As someone who loves cooking gadgets, and an artist who enjoys looking at the detail in things, I was very excited at the prospect of baking some of these biscuits, especially since I'm a history buff too, and it looked like the tradition of springerle is an old one. The rolling pin, although cute, features designs that are handcarved, but sort of crude. From my research into springerle, I discovered that hand carved wooden molds with more intricate detail are commonly used. I even found some modern-day artisans (mostly in Pennsylvania Dutch country) selling these molds online. (Here's one such vendor:

Well, a few months ago, I stumbled upon a 4" x 6," four-panel springerle mold at a rummage sale. It cost me 25-cents and I was thrilled with its detail. Here's a photo:

Now that I own a detailed mold, I decided to bake some springerle cookies for the holidays this year.  I always give a new recipe a trial run, before I actually rely on it. Because I'd read all about what an arduous process springerle making is, I decided to try the recipe out way before Christmas. As in yesterday. Undaunted, I scoured my cookbooks for a recipe and found one that seemed reasonable.
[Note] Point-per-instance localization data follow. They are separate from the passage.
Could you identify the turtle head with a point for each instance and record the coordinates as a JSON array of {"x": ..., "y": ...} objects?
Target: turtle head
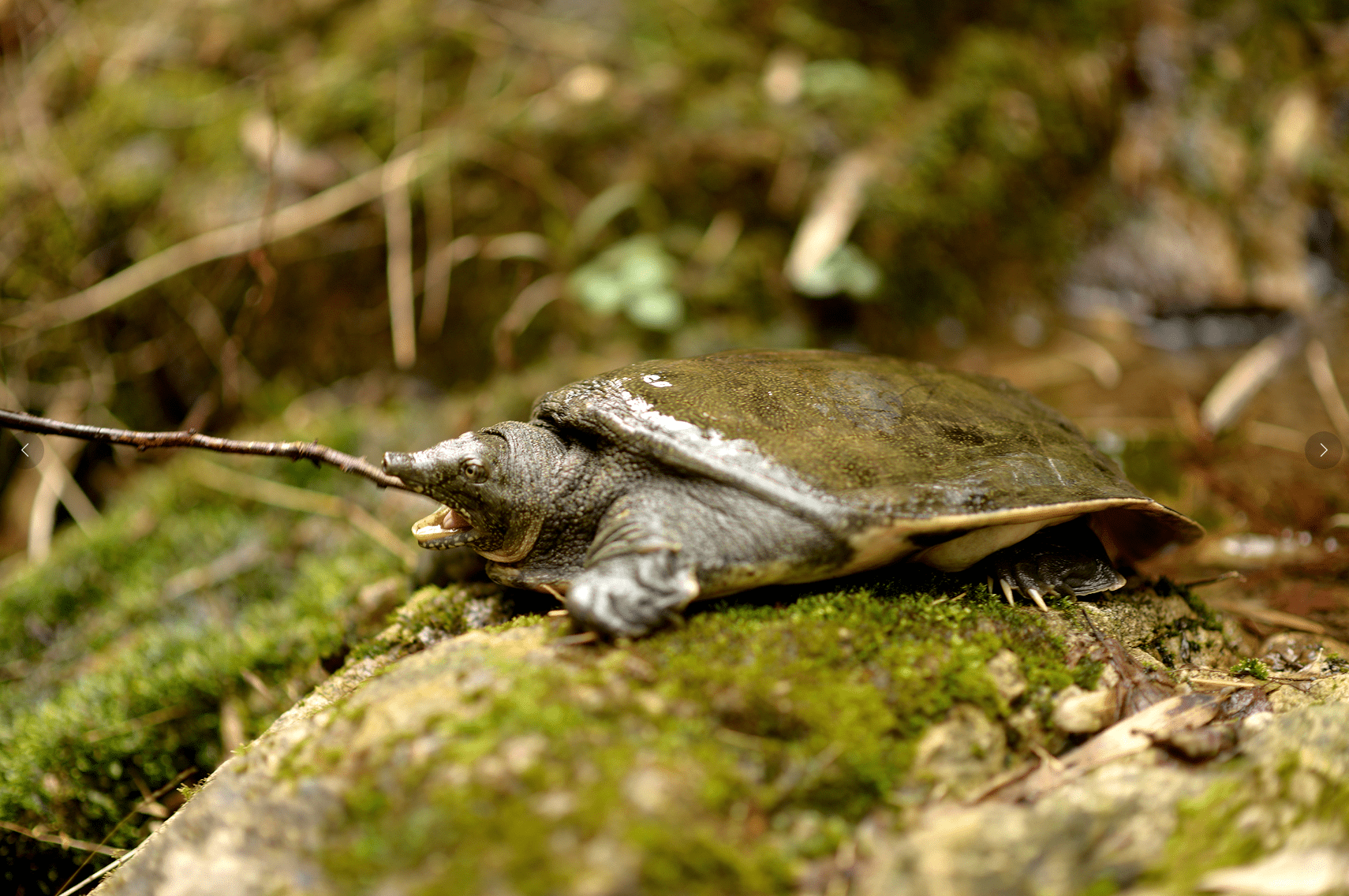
[{"x": 491, "y": 483}]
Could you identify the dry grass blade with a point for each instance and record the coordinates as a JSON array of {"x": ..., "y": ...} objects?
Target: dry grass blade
[
  {"x": 1279, "y": 618},
  {"x": 61, "y": 840},
  {"x": 224, "y": 242},
  {"x": 106, "y": 868},
  {"x": 831, "y": 218},
  {"x": 398, "y": 233},
  {"x": 144, "y": 440},
  {"x": 1127, "y": 737},
  {"x": 1231, "y": 394}
]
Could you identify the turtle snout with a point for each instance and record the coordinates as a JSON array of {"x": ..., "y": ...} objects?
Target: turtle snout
[{"x": 406, "y": 467}]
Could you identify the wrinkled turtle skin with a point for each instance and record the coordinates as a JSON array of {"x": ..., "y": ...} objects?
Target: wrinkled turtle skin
[{"x": 670, "y": 480}]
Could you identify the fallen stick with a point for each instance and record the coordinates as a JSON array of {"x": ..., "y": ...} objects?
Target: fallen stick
[{"x": 190, "y": 439}]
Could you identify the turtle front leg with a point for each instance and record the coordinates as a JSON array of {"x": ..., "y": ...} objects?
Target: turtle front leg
[
  {"x": 637, "y": 577},
  {"x": 1066, "y": 559}
]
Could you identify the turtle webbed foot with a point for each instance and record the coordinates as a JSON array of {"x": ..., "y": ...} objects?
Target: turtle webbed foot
[
  {"x": 632, "y": 594},
  {"x": 1066, "y": 559}
]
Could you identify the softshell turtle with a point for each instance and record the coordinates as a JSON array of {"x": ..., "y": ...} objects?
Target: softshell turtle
[{"x": 637, "y": 491}]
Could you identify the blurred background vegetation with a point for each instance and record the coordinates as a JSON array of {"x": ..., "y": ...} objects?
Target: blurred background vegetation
[
  {"x": 634, "y": 178},
  {"x": 309, "y": 216}
]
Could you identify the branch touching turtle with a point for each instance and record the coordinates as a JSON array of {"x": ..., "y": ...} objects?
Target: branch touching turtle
[
  {"x": 192, "y": 439},
  {"x": 644, "y": 489}
]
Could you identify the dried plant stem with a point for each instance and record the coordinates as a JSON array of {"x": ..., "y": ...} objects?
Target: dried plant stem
[
  {"x": 1324, "y": 377},
  {"x": 144, "y": 440},
  {"x": 398, "y": 233},
  {"x": 235, "y": 239},
  {"x": 62, "y": 840},
  {"x": 305, "y": 501}
]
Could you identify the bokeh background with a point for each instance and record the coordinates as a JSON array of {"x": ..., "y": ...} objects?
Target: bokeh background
[{"x": 381, "y": 222}]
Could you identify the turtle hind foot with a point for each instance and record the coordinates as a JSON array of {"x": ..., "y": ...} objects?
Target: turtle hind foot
[{"x": 1067, "y": 560}]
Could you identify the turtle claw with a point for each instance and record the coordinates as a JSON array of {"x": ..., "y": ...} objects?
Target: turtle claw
[
  {"x": 632, "y": 594},
  {"x": 1065, "y": 560}
]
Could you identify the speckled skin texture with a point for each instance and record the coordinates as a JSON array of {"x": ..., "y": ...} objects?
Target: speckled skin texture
[{"x": 640, "y": 490}]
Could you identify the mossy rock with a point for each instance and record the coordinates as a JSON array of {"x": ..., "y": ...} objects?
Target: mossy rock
[{"x": 731, "y": 755}]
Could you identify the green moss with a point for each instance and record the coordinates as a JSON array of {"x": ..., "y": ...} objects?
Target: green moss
[
  {"x": 712, "y": 757},
  {"x": 1252, "y": 667},
  {"x": 118, "y": 674}
]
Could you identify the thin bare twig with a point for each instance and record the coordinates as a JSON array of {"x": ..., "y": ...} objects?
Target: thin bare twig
[{"x": 144, "y": 440}]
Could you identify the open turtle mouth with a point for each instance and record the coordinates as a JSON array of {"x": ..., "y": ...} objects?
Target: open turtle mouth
[{"x": 446, "y": 528}]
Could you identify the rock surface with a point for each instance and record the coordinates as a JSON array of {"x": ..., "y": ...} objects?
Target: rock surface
[{"x": 376, "y": 780}]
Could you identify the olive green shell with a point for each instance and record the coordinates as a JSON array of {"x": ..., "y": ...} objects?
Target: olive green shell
[{"x": 858, "y": 442}]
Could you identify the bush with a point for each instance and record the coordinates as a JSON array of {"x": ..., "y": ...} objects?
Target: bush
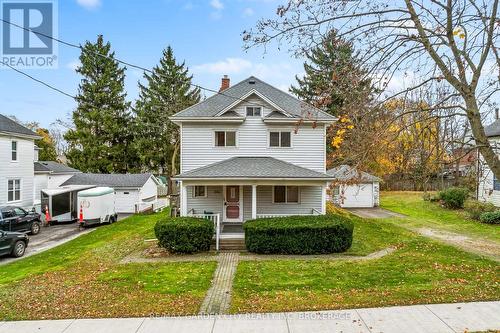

Here's the thing about springerle--there's a lot of waiting involved in making these biscuits. You don't wake up in the morning and say, "Hey, I'm in the mood for springerle--I think I'll bake some today." Oh no. There's a reason these cookies look like works of art when they're done. They take time. Lots and lots and lots of time.

Without getting into too many recipe specifics, suffice it to say, right off the bat, the time you spend beating eggs and sugar at the beginning of the process seems excessive. One recipe said to beat at high speed for 30 minutes! I know my electric mixer would have overheated if I'd attempted such a thing. I opted for a recipe that required about 13 minutes, and that seemed like a long time to wait.

Once the dough is done, you must let it chill in the refrigerator overnight. More waiting.

Next day, you carefully roll out the dough and impress it with your molds, then cut the cookies out along their frame lines. I was dumbfounded this morning when I attempted my first impression and it came out perfectly! I would have bet a million bucks that there was no way I'd capture the detail of the mold in the cookie dough, but it worked. Here's a pic of my unbaked cookies on the sheet (the other little things on the sheet are anise seeds, a common springerle flavorant).

Anyway, there's even more waiting involved before these cookies are finished. In order to preserve the impressions, the cookies have to dry out by sitting at room temperature for a day. Mine are doing just that now, under napkins, of course. Tomorrow I get to bake them. And then, there's more waiting. You can't eat springerle until they have cured by sitting in a cookie tin for three weeks. For real. Have you ever heard of working so hard for a biscuit?

If you've never eaten springerle (I have), they are something of an acquired taste. They are quite hard, subtly flavored (my recipe has lemon peel and anise seed in it), and bland. But I happen to love the flavor of licorice ad enjoy hard biscuits to dunk in tea, so I like these cookies.

Tomorrow, my pretties go into the oven, and then into a tin for safekeeping for the next 21 days. I will update the blog with the results of my springerle baking on November 29. And if they actually work out, I'll post the recipe I used. So far, so good.